At the University of Wollongong's Innovation Campus on Squires Way, North Wollongong, researchers working with satellite and drone imagery for coastal monitoring and BlueScope Steel's industrial transition projects generate large image datasets routinely. Those datasets pass through multiple hands — researchers, HDR students, industry partners — and without enforced deduplication protocols, the same georeferenced image files frequently appear under different filenames across shared drives.
Local Programs Starting to Address the Problem
Wollongong City Council's Digital Transformation Strategy, referenced in Council meeting agendas from late 2024, identifies records integrity as a priority area.
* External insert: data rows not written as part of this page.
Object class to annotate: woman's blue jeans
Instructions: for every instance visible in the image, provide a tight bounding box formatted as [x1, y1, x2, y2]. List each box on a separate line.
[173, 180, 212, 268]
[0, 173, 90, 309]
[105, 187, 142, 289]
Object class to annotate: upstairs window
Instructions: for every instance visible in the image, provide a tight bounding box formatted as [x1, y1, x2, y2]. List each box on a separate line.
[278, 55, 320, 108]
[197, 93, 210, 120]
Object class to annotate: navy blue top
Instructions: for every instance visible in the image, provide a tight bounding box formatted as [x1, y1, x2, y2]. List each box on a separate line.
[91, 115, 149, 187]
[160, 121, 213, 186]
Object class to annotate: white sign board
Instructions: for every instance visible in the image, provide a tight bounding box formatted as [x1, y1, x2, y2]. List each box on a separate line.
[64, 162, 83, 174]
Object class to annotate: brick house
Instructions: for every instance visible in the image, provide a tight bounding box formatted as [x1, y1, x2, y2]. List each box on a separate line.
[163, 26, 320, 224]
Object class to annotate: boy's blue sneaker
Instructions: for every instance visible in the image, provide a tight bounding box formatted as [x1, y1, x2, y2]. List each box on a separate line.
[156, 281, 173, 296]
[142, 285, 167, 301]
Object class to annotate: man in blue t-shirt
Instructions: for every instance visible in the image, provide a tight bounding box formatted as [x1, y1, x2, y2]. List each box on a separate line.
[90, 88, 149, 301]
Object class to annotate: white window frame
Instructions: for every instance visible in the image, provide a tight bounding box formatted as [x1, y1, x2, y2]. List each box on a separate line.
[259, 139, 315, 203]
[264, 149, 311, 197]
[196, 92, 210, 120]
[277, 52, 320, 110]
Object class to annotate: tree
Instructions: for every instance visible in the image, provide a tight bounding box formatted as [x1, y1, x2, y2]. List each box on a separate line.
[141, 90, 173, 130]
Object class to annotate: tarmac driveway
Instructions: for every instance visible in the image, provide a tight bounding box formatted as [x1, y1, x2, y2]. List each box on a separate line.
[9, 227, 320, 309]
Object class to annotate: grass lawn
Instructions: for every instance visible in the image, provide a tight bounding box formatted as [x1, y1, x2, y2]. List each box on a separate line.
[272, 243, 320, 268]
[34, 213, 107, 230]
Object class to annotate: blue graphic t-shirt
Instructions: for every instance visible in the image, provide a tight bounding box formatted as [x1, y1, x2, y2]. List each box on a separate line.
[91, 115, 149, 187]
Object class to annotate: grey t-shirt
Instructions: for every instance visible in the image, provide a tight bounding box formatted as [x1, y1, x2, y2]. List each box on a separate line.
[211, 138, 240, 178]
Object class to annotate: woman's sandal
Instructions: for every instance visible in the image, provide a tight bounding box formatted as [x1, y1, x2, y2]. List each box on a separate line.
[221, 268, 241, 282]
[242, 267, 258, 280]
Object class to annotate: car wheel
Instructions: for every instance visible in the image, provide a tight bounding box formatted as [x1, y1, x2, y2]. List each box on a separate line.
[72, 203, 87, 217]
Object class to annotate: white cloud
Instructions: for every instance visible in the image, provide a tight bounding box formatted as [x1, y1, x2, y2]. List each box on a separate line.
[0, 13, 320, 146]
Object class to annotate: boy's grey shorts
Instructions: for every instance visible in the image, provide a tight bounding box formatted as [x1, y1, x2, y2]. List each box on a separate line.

The Illawarra Shoalhaven Regional Development Fund has separately directed grant funding toward digital capacity-building for smaller regional organisations, though specific allocation figures for records management projects have not been made public.
The Port Kembla-based industrial precincts, where planning documentation related to the Renewable Energy Zone is expanding rapidly, are generating new image-heavy records at pace — aerial surveys, environmental impact photography, infrastructure mapping. Each planning application lodged with Council triggers a document package that can run to hundreds of files, and the current intake systems at the Council offices on Burelli Street do not automatically flag duplicates at lodgement.
Deduplication software — tools that hash image files and identify matches regardless of filename — has dropped substantially in price. Open-source options exist, and commercial platforms marketed to local government now offer per-seat licensing starting around $300 annually. The barrier is not primarily cost. It is workflow change and the staff training required to embed deduplication as a standard step before any migration or archive event.
For Wollongong organisations dealing with this right now, information management professionals recommend three practical steps: run a hash-based audit of existing repositories before any planned cloud migration, establish a single source-of-truth folder structure with naming conventions enforced at the point of file creation, and set a quarterly review schedule rather than waiting for a migration event to surface the problem. The audit stage alone typically reduces storage load by 15 to 30 per cent in institutional settings, based on published case studies from Australian university libraries. That figure, applied locally, suggests real budget savings are sitting unclaimed inside systems that organisations in the Illawarra already own.